A list blockbusters are essentially operas - larger than life with colourful characters, exotic backdrops and a rhythm to the storytelling that ebbs and flows in all the right places.
Perhaps most importantly the third act should reach a crescendo before ebbing into the closing titles.
And the Viennese opera is the backdrop for one of the best action scenes of the year as IMF agent Ethan Hunt attempts to stop an assassination.
Yes, it's MI5, aka Mission Impossible Rogue Nation, the latest chapter in the blockbusting franchise loosely based on Bruce Geller's 1960s TV show.
Any fan of the film saga will know what they are getting from the outset.
Great stunts, exotic locations, Tom Cruise dropping into a perilous situation, that superb Lalo Schifrin title theme, and quite obviously, masks.
After the disappointing Ghost Protocol a few years ago, I thought the series had run its course, having improved with each chapter... until part four.
However, writer and director Christopher McQuarrie, who Cruise had worked with on Jack Reacher, has helped breathe new life into the franchise with one of the best chapters so far.
Following that outstanding pre-credits stunt involving Cruise hanging on the side of a transporter aircraft, we are back in London and Hunt going through the motions of accepting a new mission, should he choose to accept it... only with a twist.
When things go pear-shaped and Hunt is captured by an anti IMF organisation called the Syndicate, Ethan is assisted by a femme fatale.
Rebecca Ferguson is outstanding as Ilsa Faust, the strongest female character in the series. Sexy, intelligent and a match for Cruise. The fact she looks like Hunt's old flame (Michelle Monaghan) is a clever touch, as is the visual rabbit's foot cue, a throwback to MI3.
Following that superb opera set piece (the highlight of all the movies) and the brilliant underwater data card swap, things plateau with a chase through Casablanca.
That third act is more problematic - bags of exposition, generic foot chases and 20 minutes too long.
It's not a deal breaker. There's enough good stuff that came before to make the final half hour bearable, but just a shame the wordy internecine shenanigans didn't come in the middle and the chase at the end.
The other key problem is Ving Rhames - wasted as returning IMF agent Luther (essentially Simon Pegg's Benji has usurped him as the hi-tech aid; his comic timing as valuable as ever, while adding a sense of much needed gravitas).

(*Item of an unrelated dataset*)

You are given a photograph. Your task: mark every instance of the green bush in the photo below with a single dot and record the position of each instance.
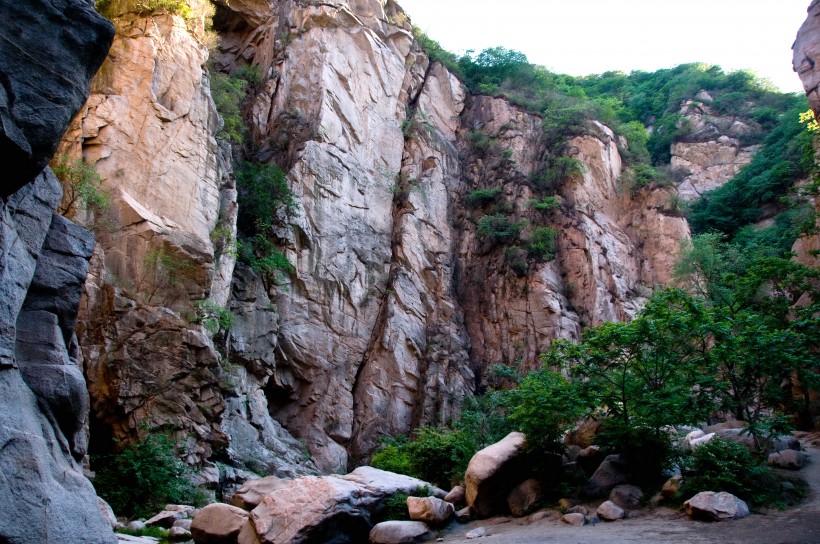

Rhames looks redundant with little to do except flick a few buttons, offer some exposition and be the thread that connects the other movies.
Thankfully Jeremy Renner is terrific in support, as is Alec Baldwin as the obligatory government official.
Top turns are also offered by Tom Hollander and Simon McBurney.
However, as much as I was mesmerised by Sean Harris in Harry Brown, here he just looks like a malevolent Sean Lock as the generic villain.
There's also a lack of other decent female characters - either one sacrificial pawn (as with Bond) or the morally dubious Faust.
Cruise always delivers with movies like this, offering more astounds for your pound, but with a relatively weak opening compared to the other MI entries, one wonders if the inevitable MI6 will be the series finale.